Session 3

The Tyranny of Bad Decisions

In William Odum’s piece Environmental Degradation and the Tyranny of Small Decisions he makes a relatively convincing case for how independent actions often shape larger policies. As he states, “A series of small, apparently independent decisions are made… [and] [t]he end result is that a big decision occurs (post hoc) as an accretion of these small decisions; the central question is never addressed directly at the higher decision making levels.” Certainly this is the case in some instance, like a farmer who owns forest land at the end of his plot that decides to convert it for higher profit. Essentially, he boils it down to an economic issue- independent actions motivated by personal profit that lacks a larger sense of ecosystem integrity. He cites several issues that can be attributed to such processes, such as desertification, declining fisheries and forests, overuse of pesticides and more.
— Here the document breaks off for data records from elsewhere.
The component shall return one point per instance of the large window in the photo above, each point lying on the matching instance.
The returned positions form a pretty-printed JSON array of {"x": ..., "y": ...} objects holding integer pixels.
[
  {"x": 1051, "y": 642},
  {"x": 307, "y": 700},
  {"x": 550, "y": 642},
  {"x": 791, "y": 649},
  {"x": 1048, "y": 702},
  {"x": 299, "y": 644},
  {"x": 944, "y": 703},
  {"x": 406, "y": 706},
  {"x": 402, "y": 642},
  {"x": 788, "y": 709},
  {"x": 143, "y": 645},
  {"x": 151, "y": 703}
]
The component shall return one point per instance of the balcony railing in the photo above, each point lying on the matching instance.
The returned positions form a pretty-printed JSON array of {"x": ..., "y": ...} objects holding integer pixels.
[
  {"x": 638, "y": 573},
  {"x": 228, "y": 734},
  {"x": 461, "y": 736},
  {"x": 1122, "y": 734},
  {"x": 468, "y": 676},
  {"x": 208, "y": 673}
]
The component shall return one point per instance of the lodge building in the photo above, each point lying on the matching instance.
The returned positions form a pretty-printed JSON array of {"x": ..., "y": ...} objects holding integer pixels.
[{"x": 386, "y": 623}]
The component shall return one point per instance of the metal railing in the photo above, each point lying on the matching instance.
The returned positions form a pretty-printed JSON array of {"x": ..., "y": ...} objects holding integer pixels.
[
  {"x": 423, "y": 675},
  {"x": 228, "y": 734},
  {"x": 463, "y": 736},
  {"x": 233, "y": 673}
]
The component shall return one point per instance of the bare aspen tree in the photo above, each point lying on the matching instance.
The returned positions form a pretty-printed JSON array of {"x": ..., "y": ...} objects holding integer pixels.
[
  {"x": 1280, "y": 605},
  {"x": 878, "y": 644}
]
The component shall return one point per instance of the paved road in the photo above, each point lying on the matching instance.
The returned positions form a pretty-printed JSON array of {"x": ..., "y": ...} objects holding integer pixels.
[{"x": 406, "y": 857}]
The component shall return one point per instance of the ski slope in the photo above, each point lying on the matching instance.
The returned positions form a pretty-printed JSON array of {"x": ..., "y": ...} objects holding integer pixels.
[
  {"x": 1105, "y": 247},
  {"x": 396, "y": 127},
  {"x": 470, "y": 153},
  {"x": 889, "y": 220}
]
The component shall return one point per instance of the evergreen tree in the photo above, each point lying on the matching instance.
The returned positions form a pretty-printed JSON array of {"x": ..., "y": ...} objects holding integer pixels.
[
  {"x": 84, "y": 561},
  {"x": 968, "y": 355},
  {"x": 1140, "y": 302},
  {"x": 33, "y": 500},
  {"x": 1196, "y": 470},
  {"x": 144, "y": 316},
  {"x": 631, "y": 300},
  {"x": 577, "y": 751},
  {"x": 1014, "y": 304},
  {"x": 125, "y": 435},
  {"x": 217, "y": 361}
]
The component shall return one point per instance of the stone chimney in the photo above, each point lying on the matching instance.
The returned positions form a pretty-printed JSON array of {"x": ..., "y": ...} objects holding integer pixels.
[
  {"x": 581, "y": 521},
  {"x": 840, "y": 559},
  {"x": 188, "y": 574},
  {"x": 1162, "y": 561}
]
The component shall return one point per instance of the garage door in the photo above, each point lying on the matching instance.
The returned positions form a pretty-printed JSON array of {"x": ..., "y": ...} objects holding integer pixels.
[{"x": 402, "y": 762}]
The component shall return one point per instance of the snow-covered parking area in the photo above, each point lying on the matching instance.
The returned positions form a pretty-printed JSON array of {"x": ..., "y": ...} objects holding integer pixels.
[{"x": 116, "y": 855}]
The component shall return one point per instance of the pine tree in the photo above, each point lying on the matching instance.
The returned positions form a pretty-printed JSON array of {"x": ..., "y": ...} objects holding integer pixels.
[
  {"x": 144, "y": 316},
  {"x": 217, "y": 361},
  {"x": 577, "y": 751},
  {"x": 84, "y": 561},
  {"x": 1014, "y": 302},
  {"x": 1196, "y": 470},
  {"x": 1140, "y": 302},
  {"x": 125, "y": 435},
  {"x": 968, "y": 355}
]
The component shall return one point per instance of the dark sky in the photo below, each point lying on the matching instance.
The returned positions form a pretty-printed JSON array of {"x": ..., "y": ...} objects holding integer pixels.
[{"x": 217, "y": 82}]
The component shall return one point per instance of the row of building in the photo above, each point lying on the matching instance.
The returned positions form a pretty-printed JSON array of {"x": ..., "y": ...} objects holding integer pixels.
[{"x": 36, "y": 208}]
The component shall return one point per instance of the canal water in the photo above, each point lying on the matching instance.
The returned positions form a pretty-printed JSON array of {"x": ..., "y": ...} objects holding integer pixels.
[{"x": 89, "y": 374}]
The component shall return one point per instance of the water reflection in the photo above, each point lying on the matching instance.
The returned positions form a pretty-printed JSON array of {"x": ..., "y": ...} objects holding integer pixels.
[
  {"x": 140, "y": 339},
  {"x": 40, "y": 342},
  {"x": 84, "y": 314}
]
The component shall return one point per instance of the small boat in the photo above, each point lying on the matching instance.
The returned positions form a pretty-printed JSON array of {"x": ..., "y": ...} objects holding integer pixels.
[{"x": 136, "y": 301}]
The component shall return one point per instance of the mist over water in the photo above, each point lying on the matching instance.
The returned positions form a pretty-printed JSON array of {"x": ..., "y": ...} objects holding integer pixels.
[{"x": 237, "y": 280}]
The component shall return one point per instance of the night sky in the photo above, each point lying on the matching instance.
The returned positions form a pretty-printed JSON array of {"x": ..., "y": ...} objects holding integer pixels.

However, I do not think that it is safe to say that the world is in disrepair entirely do to small decisions. Such logic almost entirely absolves governing bodies of responsibility in the issue, something I am not willing to do. Small decisions are governed by individuals yes, but the actions of individuals are in large part decided by the law. If a farmer did not have the right to remove old growth in certain areas the rate of deforestation would drop dramatically. The function of law in many ways mirrors the level of decision making discussed in Donald Worster’s Thinking Like a River. Although he is discussing watersheds, the theory can be extrapolated and should; just as a river should be dealt with on a holistic scale–the watershed as “a complex whole, uniting biota, geochemistry, and energy in a single, interdependent system, in a dynamic balanced set of countervailing forces- erosion and construction, productivity and grace”–so should too a nation be governed based on the various ecosystem units that comprises it.

The main point that I feel truly damns government is the Homestead Acts of the pioneer days. By offering extremely cheap land in the arid west (for farming) the government essentially promoted extreme irrigation use, which leads to groundwater salinization, declining water tables, and rivers no longer reaching areas down stream (the Colorado river for example). Surly such environmental degradation and water stress was not the aggregate of small decisions. It was the result of economic policy being placed over the scientific reality of the situation. It was a purely bad decision, made by higher government powers.

As the section is called, Fragmentation and Cultural Flawsit is clear to see that there is an overarching cultural flaw the permeates from both the the tyranny of small decisions and those that just blatantly ignore scientific basis. Greed. It is the need for personal material gain- generally money. On the small scale it is more understandable, the farmer who wants better for his children, but on the large scale there is a definite ethical black area when politicians make bad decision for personal gain. As such I feel that the only solution is a spin off of thinking like a river, thinking as a People. How can we overcome environmental adversity? It requires a cultural shift from “me” being the most important aspect of life, to “us” taking a far more prominent role. Only then will we be freed from the Tyranny of Bad Decisions.